Nella nostra società, così come in famiglia, a scuola o sul lavoro, assistiamo alla presenza costante del conflitto. Che sia fra nazioni, fra le parti sociali, fra datori di lavoro e dipendenti, fra marito e moglie, fra genitori e figli, fra vicini di casa o fra alunni e insegnanti, sembra che ogni contesto sia pervaso dalla conflittualità. Ma che cos’è il conflitto? Da cosa è causato?
Senza voler essere esaustivi sull’argomento, sul quale è stato scritto moltissimo ma che al contempo continua ad essere difficile ed enigmatico da sviscerare, possiamo cominciare dall’etimologia del vocabolo conflitto, che deriva dal latino conflictus, composto di cum (con) e fligere (urtare, sbattere contro), quindi un urtare/uno sbattere contro qualcosa. Questo comporta che ci siano due parti in causa, che per divergenza di opinioni, idee, interessi si scontrano fra loro.
Siamo “culturalmente” portati ad attribuire al conflitto una valenza negativa e a dare per scontato che in presenza di conflitto fra due parti una inevitabilmente vinca e l’altra perda, ma in realtà il conflitto è neutro, sta a noi polarizzarlo in positivo o negativo. Questo significa che un conflitto non deve portare necessariamente ad una situazione win-lose, dove uno vince e l’altro perde.
Il conflitto è inevitabile in presenza di diversità (caratteriali, culturali, ecc.) ma porta in sé un forte valenza relazionale, di confronto costruttivo, di ricerca di una soluzione win-win, dove tutti sono vincitori.
Generalmente riteniamo che il conflitto sia negativo e la sua assenza positiva, ma in realtà il conflitto esprime semplicemente una differenza, di conseguenza incontriamo un conflitto ogni volta che incontriamo una differenza, e più ci sarà interazione fra differenze, più ci sarà conflitto.
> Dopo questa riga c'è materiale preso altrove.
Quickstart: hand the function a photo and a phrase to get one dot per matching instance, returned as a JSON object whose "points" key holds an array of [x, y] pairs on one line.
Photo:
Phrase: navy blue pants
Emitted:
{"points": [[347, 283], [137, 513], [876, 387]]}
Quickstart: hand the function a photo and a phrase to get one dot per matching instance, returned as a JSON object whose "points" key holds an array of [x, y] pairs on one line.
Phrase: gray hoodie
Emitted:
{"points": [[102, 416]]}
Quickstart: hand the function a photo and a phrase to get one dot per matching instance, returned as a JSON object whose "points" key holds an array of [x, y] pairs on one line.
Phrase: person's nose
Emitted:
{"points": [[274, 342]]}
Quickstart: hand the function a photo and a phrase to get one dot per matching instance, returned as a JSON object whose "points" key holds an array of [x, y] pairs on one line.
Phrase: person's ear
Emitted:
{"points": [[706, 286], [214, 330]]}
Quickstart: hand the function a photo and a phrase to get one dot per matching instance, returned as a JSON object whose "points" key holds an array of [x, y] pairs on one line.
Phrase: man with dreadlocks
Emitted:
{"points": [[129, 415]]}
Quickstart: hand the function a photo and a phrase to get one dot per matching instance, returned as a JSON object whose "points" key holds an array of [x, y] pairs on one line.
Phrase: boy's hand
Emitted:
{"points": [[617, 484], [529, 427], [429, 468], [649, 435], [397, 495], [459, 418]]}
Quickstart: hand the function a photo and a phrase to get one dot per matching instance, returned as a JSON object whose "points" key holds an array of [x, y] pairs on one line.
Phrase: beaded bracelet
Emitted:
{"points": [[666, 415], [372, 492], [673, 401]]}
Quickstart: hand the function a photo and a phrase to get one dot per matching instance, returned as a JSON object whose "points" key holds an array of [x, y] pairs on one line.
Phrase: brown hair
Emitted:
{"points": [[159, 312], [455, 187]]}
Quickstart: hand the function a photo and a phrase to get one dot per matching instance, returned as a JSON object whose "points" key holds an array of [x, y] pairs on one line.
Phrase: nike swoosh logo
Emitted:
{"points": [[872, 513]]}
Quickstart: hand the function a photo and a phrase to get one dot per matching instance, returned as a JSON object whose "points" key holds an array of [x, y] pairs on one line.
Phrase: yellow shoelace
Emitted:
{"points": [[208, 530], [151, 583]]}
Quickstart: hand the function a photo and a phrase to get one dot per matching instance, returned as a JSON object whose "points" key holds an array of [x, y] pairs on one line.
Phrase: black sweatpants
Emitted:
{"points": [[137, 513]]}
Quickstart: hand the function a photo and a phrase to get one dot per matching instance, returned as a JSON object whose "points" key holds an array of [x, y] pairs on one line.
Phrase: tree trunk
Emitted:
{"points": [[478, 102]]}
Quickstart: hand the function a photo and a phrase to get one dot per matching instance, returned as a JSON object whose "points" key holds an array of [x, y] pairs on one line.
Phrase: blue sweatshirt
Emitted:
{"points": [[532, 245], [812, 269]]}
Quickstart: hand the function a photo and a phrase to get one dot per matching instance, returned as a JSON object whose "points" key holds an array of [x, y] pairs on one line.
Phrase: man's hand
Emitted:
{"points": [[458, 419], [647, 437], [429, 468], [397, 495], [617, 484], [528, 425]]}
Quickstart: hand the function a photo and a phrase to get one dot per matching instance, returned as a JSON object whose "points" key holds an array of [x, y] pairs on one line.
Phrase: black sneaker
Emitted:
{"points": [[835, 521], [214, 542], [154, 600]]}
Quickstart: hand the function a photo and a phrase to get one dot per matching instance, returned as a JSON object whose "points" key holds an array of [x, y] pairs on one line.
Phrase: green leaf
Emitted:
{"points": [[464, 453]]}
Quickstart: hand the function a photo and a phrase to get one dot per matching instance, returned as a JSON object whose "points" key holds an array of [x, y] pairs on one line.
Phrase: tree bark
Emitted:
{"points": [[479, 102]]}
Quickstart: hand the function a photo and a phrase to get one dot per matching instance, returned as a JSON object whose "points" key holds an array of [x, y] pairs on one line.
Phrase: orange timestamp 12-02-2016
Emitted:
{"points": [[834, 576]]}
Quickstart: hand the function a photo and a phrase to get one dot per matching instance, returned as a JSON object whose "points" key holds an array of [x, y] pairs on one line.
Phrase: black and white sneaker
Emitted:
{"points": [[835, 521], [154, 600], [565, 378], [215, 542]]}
Ma ogni conflitto, proprio in quanto differenza, è fertile e racchiude in sé un grande potenziale di crescita e di arricchimento.
Al contrario, diventa pericoloso quando non lo riconosciamo (o non vogliamo riconoscerlo) come tale, in quanto noi possiamo gestire e risolvere una situazione solo quando la prendiamo in considerazione. Di conseguenza, se neghiamo il conflitto (personale, di coppia, sociale) significa che non lo gestiamo e con il tempo finiamo per trovarci improvvisamente di fronte a qualcosa di immensamente più grande e potenzialmente più violento, e a quel punto davvero difficile da gestire (una coppia dove apparentemente va tutto a gonfie vele e poi da un giorno all’altro si lascia, un collaboratore che si licenzia, una guerriglia urbana solo per citare alcuni possibili scenari).
Il conflitto è fertile, ma non lo è più quando è negato per quieto vivere o quando si tende all’eliminazione del conflitto attraverso la negazione dell’altro. La violenza è la negazione del conflitto e rappresenta la fine dell’interazione tra le differenze.
Caricare il conflitto di valenza positiva non significa quindi annullarlo e vivere in un mondo fittizio dove tutto va bene, così come non significa nemmeno appiattirsi in un canone di uguaglianza imposta e forzata. Significa, al contrario, gestire il conflitto in modo creativo e viverlo per quello che è: un’opportunità fondamentale e preziosa per uscire dal proprio micro-mondo e imparare a considerare più punti di vista, facendo della diversità una diversità che dialoga e che cresce. Insieme.